Optical Communication (Part 3)

In the last part of the article and as an example of the applications of optical communication, a brief description of the signals and the systems related to the optical data transmission in the field of radio and TV broadcasting has been covered.

Optical fiber communications in the field of radio and television broadcasting

In radio and television broadcasting centers, we may be faced with the transmission of several groups of the following different signals:

• Video signals: analog, digital TV signals (12G-SDI, 3G-SDI, HD-SDI, SD-SDI), HDMI and DVB-ASI, …

• Audio signals: analog, digital AES/EBU, multi-channel audio (MADI), and Intercom

• Control signals: control signals of RS-232, RS-422, and RS-485 ports and signals related to GPI and GPO ports.

• Data communication signals: Ethernet signals under several IEEE 802.3X standards that range from 10 Mb/s to 800 Gb/s bit rate. Signals received from GPS and mostly used as synchronization reference signals, such as 1 PPS and 10 MHz signals.

• Telecommunication signals: pseudo-synchronous digital hierarchy (PDH) telecommunication signals that include E-Carrier signals: E1(2Mb/s), E3(34Mb/s), E4(140Mb/s), T-Carrier signals: T1/DS -1 (1.544 Mb/s), T3/DS-3 (44.736 Mb/s) and Synchronous Digital Hierarchy (SDH) and Synchronous Optical Network (SONET) which includes STM-1/OC-3 (155.52 Mb/s), STM-4/OC-12(622.08Mb/s), …

Transmission of all these signals with copper cables and microwave links over long distances is impossible or very expensive; and exactly here, fiber optic communication solutions can work well.

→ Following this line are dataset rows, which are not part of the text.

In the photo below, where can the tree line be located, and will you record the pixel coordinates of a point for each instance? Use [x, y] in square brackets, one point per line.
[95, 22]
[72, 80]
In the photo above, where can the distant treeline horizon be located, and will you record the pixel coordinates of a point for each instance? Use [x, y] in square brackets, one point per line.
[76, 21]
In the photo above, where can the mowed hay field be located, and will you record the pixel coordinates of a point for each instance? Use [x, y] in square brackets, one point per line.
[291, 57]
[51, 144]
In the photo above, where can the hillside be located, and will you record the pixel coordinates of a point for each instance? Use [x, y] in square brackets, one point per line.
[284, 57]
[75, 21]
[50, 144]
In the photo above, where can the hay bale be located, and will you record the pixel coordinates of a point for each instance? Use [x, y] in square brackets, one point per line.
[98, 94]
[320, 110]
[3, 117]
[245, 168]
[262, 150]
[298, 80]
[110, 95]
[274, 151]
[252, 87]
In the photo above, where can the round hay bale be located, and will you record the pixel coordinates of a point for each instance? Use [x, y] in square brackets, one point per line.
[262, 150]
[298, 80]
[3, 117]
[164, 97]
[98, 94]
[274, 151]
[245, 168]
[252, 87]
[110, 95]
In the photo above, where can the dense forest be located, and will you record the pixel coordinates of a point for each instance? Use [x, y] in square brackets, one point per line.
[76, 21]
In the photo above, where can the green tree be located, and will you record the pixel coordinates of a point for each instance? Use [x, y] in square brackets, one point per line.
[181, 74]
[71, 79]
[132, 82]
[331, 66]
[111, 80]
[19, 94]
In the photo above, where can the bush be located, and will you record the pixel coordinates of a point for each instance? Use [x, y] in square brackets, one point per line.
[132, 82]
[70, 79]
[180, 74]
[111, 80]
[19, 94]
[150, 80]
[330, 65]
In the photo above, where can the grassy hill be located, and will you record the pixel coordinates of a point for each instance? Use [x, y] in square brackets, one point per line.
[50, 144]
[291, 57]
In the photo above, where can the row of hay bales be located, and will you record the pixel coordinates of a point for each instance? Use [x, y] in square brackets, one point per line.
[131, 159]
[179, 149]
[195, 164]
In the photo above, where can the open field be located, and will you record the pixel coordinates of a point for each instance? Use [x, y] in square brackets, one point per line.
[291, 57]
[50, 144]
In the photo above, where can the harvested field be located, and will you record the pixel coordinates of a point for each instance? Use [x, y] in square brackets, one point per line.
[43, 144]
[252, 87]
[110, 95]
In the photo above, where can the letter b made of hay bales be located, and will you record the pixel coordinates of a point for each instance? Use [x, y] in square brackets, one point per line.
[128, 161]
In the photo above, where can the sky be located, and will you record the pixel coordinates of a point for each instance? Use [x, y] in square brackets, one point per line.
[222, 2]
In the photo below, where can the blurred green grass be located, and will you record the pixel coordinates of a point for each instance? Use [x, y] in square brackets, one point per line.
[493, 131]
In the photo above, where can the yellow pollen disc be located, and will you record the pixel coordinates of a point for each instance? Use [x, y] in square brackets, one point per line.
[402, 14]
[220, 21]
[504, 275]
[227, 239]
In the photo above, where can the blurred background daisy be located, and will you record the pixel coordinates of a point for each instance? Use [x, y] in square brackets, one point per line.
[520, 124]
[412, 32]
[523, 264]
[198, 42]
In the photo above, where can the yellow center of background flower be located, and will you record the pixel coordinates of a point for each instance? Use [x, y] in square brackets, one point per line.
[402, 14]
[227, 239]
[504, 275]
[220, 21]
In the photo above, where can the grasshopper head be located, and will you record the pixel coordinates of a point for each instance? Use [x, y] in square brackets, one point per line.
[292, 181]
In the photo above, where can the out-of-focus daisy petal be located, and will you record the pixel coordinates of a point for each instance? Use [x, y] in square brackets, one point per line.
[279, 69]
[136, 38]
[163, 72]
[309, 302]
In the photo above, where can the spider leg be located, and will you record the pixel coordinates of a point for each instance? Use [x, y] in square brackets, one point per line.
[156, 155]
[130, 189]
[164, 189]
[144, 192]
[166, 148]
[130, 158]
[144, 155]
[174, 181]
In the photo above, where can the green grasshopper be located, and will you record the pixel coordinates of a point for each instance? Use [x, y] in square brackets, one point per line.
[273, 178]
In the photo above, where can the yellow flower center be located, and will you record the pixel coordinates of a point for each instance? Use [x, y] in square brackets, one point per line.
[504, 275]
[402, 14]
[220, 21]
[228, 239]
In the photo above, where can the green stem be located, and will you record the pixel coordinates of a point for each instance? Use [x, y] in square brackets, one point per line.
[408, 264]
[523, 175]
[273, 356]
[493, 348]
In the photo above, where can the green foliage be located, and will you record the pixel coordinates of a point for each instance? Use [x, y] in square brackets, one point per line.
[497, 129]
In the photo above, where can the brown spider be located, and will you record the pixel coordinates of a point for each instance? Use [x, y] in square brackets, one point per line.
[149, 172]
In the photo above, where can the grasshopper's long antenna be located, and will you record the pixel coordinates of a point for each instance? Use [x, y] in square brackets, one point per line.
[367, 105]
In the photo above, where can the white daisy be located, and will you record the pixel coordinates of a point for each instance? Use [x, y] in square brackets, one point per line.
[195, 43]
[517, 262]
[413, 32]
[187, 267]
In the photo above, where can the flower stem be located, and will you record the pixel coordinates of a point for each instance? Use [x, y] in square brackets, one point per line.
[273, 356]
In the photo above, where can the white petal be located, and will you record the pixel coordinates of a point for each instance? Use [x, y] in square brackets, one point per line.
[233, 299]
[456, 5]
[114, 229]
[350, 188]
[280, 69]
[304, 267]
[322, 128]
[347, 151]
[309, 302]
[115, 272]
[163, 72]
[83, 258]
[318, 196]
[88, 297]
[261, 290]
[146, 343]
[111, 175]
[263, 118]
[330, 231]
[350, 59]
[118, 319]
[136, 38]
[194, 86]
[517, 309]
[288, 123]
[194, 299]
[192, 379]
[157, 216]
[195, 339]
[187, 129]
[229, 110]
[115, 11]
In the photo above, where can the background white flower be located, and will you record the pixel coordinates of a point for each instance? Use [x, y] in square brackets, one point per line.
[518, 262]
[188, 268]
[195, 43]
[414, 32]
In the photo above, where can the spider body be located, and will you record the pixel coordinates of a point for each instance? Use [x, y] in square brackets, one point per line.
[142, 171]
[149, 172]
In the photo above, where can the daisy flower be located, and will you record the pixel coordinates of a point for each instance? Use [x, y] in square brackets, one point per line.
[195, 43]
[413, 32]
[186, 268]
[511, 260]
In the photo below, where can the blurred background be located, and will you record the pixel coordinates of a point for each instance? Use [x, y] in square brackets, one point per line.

Some of these signals have a two-way communication nature, but the communication of others, such as television or radio program signals, is not necessarily two-way.

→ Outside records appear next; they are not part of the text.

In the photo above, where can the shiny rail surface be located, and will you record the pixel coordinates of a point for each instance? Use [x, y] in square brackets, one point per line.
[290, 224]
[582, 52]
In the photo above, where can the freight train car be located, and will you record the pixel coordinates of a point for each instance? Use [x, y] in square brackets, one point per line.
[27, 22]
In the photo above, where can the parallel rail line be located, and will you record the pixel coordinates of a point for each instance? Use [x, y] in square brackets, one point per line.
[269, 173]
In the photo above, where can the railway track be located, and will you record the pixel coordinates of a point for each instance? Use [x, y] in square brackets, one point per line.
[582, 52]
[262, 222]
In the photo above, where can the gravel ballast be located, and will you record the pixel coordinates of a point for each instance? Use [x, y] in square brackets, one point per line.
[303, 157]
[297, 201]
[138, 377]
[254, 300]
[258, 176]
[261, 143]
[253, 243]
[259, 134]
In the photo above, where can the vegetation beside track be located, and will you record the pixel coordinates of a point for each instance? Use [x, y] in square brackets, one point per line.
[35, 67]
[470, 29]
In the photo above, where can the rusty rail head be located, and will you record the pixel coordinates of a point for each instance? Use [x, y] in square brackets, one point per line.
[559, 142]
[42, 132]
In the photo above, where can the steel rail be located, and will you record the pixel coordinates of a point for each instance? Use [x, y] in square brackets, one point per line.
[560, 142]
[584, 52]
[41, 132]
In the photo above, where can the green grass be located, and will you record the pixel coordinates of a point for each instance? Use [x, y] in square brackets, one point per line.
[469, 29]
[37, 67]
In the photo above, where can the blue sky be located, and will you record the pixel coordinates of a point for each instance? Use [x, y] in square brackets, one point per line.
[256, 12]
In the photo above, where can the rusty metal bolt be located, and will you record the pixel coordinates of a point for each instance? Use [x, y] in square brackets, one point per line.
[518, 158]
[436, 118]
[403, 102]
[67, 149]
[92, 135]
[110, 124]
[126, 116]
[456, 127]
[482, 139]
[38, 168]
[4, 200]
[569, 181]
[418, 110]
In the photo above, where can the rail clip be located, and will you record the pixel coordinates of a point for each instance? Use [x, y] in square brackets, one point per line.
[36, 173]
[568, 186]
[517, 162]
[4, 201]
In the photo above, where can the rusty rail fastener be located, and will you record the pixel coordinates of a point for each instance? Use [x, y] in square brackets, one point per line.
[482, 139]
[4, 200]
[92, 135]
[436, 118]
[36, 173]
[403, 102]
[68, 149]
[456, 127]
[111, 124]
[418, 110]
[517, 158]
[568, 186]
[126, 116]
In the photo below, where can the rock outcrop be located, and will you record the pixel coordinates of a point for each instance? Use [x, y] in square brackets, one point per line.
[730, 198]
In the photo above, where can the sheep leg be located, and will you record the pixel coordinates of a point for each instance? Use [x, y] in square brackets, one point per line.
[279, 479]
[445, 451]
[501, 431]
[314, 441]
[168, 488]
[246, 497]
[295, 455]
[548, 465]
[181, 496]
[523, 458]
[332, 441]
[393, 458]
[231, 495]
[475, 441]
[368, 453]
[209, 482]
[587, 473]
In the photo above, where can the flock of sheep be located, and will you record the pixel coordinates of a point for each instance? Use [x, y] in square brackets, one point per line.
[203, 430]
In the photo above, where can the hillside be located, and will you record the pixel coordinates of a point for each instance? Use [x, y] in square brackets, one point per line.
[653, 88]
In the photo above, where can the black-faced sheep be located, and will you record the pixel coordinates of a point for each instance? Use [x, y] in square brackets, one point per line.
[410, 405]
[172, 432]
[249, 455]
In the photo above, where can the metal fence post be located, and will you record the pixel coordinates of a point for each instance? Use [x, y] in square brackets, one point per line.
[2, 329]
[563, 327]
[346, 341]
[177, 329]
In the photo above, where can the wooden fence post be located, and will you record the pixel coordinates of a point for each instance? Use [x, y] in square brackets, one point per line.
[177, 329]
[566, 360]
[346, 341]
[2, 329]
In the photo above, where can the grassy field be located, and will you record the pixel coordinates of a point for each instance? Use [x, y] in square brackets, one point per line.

In long-distance communications, we need optical amplifiers and sometimes we need to regenerate the optical signal in the communication path. If the energy of the received optical signals is sufficient, passive dividers, splitters, or optical switches can be used to distribute and exchange signals between different systems.

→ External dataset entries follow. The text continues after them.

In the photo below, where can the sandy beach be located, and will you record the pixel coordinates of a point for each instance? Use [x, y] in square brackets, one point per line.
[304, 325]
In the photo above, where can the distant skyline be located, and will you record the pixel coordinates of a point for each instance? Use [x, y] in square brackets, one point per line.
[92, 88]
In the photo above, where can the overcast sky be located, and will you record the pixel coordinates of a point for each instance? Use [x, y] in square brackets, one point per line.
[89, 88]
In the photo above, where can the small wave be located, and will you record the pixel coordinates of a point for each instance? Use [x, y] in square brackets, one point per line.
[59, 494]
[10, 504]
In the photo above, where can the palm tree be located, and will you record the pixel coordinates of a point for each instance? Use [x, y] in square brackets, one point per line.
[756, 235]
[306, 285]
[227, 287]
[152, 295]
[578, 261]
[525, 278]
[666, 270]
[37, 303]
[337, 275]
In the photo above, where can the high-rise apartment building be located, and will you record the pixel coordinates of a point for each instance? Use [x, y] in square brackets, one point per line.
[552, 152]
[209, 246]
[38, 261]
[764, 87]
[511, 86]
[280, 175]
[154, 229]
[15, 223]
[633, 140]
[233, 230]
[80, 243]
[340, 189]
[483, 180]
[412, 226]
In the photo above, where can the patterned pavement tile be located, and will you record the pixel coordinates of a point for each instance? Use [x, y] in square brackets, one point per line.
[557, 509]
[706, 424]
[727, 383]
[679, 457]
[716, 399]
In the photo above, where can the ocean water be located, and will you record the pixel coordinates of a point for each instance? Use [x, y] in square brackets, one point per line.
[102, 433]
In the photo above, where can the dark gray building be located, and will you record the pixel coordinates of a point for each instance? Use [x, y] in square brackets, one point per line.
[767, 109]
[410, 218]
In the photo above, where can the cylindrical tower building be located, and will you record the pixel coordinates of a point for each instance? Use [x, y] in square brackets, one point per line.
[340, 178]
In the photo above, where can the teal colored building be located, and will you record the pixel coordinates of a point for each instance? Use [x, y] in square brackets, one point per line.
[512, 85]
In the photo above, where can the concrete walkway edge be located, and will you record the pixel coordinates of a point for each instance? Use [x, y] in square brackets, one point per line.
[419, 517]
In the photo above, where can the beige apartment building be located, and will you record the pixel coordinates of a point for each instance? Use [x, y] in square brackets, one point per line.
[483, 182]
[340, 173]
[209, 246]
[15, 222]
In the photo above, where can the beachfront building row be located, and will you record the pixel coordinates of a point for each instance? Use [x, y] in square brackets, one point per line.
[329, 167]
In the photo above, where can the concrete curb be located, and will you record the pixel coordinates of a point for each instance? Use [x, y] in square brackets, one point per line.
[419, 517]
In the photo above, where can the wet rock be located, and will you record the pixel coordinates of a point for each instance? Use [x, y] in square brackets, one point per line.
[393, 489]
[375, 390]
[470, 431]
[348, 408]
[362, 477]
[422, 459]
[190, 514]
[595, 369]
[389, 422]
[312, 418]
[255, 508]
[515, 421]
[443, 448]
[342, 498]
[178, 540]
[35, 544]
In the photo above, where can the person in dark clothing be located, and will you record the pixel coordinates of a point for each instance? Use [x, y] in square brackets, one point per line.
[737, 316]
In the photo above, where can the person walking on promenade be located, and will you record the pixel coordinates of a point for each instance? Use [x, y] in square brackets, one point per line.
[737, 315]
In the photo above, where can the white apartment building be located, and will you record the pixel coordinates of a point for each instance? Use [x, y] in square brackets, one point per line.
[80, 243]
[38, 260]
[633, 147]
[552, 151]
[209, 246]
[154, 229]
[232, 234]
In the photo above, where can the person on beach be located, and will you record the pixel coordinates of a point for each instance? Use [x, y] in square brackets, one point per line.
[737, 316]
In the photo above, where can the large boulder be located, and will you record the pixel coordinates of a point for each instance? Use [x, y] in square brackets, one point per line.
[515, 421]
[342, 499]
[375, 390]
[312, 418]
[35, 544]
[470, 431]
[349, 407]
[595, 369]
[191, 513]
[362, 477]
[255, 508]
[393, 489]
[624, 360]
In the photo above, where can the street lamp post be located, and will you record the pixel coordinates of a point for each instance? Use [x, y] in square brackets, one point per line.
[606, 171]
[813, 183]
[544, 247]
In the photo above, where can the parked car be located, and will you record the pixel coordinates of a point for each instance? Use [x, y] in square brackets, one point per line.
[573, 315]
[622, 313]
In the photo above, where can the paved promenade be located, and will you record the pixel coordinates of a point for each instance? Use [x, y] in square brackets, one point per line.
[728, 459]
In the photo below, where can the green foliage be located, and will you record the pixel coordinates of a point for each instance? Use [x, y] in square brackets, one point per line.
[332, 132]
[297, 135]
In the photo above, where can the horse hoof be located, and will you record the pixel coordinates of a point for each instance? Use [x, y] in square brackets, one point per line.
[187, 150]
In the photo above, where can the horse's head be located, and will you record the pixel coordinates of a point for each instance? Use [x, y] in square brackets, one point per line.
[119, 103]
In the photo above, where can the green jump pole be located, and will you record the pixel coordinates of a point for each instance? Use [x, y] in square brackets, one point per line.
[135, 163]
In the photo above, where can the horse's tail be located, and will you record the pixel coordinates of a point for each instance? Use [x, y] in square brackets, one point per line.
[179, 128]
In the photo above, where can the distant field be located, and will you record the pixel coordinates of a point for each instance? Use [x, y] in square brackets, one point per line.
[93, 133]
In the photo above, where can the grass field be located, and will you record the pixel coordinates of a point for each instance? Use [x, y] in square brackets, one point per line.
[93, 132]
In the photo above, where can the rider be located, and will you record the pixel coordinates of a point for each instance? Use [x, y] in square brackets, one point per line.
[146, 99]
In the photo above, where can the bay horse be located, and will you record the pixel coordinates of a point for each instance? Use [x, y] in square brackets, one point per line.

A good feature in here is to transmit two or more signal lines through a single optical fiber line by wavelength division multiplexers, which are different types of WDM, CWDM, and DWDM. Depending on the number of signal lines, we use one of three types or a combination of them and assign a specific wave length to each optical signal. In dense DWDM optical networks, wavelength selection switches are used to drop or add an optical signal with a specific wavelength at the points of the communication path. When we need to change the wavelength of the optical signal in the communication path to apply it to the wavelength multiplexer system, the optical transponder system is used. In this system, the optical signal with a specific wavelength is received and converted into an electrical signal then after necessary processing it is converted into an optical signal at the desired wavelength.

System protection switches such as unit protection and path protection are usually used in optical networks to prevent signal interruption in the communication path. The first type is related to the failure of the main or additional units of the transmission system at the communication points. In case of failure in the main unit, the signal is switched to the additional unit. The type of path protection is related to the cut of optical fiber in the communication path. In this method, an additional path is considered for communication, and if the optical fiber cable is cut in the communication path, the signal is switched to the additional path, therefore, considering protection switches, the aforementioned signal transmission is guaranteed.

Conclusion:

In three different parts of this article, optical communications in free space, optical fiber communications and the applications of each were introduced. In terms of their special characteristics, optical fiber systems cover a large part of the information traffic in the world, and the advantages of optical fiber and low signal loss in its path are the main factors of the superiority of optical fiber networks in data transmission. A brief review was made of the structure and methods of light propagation in optical fiber types and the factors of loss and dispersion in them. In the end, as an example of the application of optical communication, a brief description of the signals and systems related to the optical transmission of content in the field of radio and TV broadcasting was given.